Die gleiche Gewerkschaft hat später in einen anderen Betrieb, in dem ich bis heute arbeite, der vergleichsweise sehr sozial eingestellt ist, aktiv Angstmacherei betrieben, um neue Mitglieder zu werben. Die Argumente waren schlicht an den Haaren herbeigezogen.
Du kannst dir ja auch mal die Machenschaften der Gewerkschaft bei der Schließung des Opel-Werks anschauen. Da haben die Nicht-Organisierten in Absprache mit der Gewerkschaft Seite an Seite mit den Organisierten gestreikt (erstere natürlich ohne Streikgeld), und die Gewerkschaft hat nichts besseres zu tun, als für die Organisierten ein Mehr rauszuholen. Dieses Mehr wäre ohne Unterstützung der Nicht-Organisierten nicht möglich gewesen.
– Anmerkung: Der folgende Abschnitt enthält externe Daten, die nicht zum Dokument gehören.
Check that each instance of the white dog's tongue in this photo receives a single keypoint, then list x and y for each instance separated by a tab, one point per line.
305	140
wow, endlich mal ne ehrliche und direkte anwort ohne werbung.... ich habe etwas gelesen von "nachwirken"... dies gilt ja aber nur solange bis ein neuer "vertrag" abgeschlossen ist oder? D.h. letztendlich bringt es für einen persönlich gar nichts mehr wenn man in der Gewerkschaft ist und der Arbeitgeber nicht mehr im Verband?!
Genau bei dieser Nachwirkung des Tarifvertags kommt es auf die konkete Formulierung im Arbeitsvertrag an. Es ist AFAIK alles moeglich von "keine Nachwirkung" ueber "bis der Tarifvertrag geaendert wird" bis "Nachwirkung, bis der Arbeitsvertrag mal geaendert wird".
ok ich chek das, vielen dank :)
Nachwirken tut ein Tarifvertrag für alle, die vor der Kündigung desselben Mitglied einer vertragsschließenden Gewerkschaft sind, egal ob das im Arbeitsvertrag steht oder nicht (§ 4 Absatz 5 des Tarifvertragsgesetzes). Tarifrecht kann nicht per Arbeitsvertrag gebrochen werden, es sei denn, der Tarifvertrag selbst sieht bereits die Möglichkeit individueller Regelungen vor. Also mal nicht so fatalistisch.... :D
@ joey100:
wow, endlich mal ne ehrliche und direkte anwort ohne werbung
Was für ein Blödsinn!
So wie Du das formulierst, könnte man leicht an "Schmarotzertum" denken: von den Gewerkschaften nichts wissen wollten, aber alle Errungenschaften gerne "mitnehmen"!
Was haben denn die Gewerkschaften tatsächlich in den letzten 20 Jahren erreicht? ... und kommt jetzt nicht mit dem vermeintlichen Aufhalten von Verschlechterungen. Die Gewerkschaften ruhen sich auf den Erfolgen aus den 1970er Jahren und davor aus.
Euer Betriebsrat sollte sich auch nochmal seiner Aufgabe bewusst werden. Er hat nicht die Interessen der Gewerkschaft zu vertreten, sondern die der Arbeitnehmer.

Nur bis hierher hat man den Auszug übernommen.